Suppose I have a (possibly infinite) bag of coins with various weights. I select a coin and flip it $n$ times. Averaging over the choice of coins from the bag, there is some probability of seeing exactly $k$ heads, for $k=0,...,n$. Let $r_k$ be the probability of seeing exactly $k$ heads.
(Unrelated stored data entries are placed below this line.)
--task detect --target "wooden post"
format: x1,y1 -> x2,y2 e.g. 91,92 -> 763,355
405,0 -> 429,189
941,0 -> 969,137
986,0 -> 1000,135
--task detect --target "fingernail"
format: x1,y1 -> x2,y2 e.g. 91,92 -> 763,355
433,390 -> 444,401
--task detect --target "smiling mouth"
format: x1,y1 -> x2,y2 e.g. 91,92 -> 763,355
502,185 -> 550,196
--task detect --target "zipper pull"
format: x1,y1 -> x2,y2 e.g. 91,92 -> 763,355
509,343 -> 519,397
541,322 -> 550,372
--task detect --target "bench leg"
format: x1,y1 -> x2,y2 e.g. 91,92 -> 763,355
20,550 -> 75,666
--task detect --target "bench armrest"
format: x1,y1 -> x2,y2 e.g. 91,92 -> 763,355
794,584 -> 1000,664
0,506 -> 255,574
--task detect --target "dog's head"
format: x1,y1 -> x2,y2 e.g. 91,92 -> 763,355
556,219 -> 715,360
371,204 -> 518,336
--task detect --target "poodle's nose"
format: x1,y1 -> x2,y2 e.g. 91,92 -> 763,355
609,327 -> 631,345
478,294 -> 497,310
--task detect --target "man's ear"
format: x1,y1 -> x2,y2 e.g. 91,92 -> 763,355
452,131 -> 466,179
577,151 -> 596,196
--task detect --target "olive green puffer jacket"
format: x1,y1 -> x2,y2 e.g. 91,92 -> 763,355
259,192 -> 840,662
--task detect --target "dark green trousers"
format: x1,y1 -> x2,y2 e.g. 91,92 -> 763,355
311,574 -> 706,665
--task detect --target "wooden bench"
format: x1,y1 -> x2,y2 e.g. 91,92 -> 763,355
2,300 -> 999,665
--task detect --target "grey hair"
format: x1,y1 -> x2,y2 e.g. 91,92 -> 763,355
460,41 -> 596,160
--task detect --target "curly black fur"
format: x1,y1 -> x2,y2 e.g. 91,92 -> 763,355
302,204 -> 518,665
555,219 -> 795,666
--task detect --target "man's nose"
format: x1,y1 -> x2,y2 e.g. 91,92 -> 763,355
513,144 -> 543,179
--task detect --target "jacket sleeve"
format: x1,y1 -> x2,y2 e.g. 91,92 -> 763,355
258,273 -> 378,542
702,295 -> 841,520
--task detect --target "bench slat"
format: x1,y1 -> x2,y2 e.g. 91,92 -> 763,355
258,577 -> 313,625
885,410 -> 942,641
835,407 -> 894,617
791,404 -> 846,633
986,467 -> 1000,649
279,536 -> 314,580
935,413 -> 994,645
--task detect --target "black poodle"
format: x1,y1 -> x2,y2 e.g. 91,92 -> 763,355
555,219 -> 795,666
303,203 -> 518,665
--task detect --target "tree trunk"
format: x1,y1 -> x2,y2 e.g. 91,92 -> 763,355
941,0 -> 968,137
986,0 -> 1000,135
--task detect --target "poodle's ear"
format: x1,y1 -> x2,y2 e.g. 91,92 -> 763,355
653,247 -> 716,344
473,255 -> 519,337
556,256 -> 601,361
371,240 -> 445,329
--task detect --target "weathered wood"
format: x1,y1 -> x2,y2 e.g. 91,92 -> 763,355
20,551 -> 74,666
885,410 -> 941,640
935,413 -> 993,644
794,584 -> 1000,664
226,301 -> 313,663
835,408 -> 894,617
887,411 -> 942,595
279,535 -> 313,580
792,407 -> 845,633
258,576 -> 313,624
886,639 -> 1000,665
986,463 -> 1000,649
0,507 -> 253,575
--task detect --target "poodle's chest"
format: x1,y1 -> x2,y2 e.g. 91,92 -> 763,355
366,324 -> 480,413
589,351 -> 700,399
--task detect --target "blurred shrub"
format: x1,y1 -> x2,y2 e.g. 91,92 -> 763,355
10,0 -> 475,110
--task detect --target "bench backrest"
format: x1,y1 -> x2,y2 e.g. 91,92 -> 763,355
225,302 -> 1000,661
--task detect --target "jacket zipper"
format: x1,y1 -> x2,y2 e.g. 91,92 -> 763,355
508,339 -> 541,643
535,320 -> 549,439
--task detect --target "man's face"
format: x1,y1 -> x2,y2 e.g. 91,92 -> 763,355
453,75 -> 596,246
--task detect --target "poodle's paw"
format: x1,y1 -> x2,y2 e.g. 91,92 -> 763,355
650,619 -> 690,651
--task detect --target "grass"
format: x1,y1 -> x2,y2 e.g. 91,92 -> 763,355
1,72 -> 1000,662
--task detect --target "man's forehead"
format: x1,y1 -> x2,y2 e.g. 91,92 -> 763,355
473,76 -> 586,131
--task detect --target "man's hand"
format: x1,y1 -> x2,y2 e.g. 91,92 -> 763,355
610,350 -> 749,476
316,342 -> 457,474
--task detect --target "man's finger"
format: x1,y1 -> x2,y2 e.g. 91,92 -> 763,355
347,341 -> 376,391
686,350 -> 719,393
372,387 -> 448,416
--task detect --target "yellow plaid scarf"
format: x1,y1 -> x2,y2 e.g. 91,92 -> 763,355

More formally, let $D$ be a probability distribution on the unit interval $[0,1]$, and let $h$ be a binomial random variable with parameters $n$ and $p$, where $p$ is drawn from $D$. Then marginalizing out $p$, the probability that $h=k$ is: $$r_k:=\int_{0}^{1} \binom{n}{k}p^k(1-p)^{n-k} dD(p)$$

Given $D$, we can (in principle) compute $(r_0,...,r_n)$. My question is: given $(r_0,...,r_n)$, does there exist some $D$ (i.e. bag of coins) that could have generated it? Or is the set of probabilities forbidden? More specifically, is there some finite procedure that I could follow to determine whether or not such a $D$ exists?

A few comments:

- Clearly we need $0\leq r_i\leq 1$ and $\sum_i r_i=1$.
- As a simple example of a forbidden configuration, take $n=2$ and $(r_0=0,r_1=1,r_2=0)$.
- Note that when $D$ exists, it is usually not unique.
- If we quantize the unit interval, e.g. if $D$ is supported on $\{0,\epsilon ,2\epsilon ,3\epsilon, ...,1\}$, we can express the quantized problem as a linear program. However, the LP fails to solve the original problem and also feels (to me) like overkill.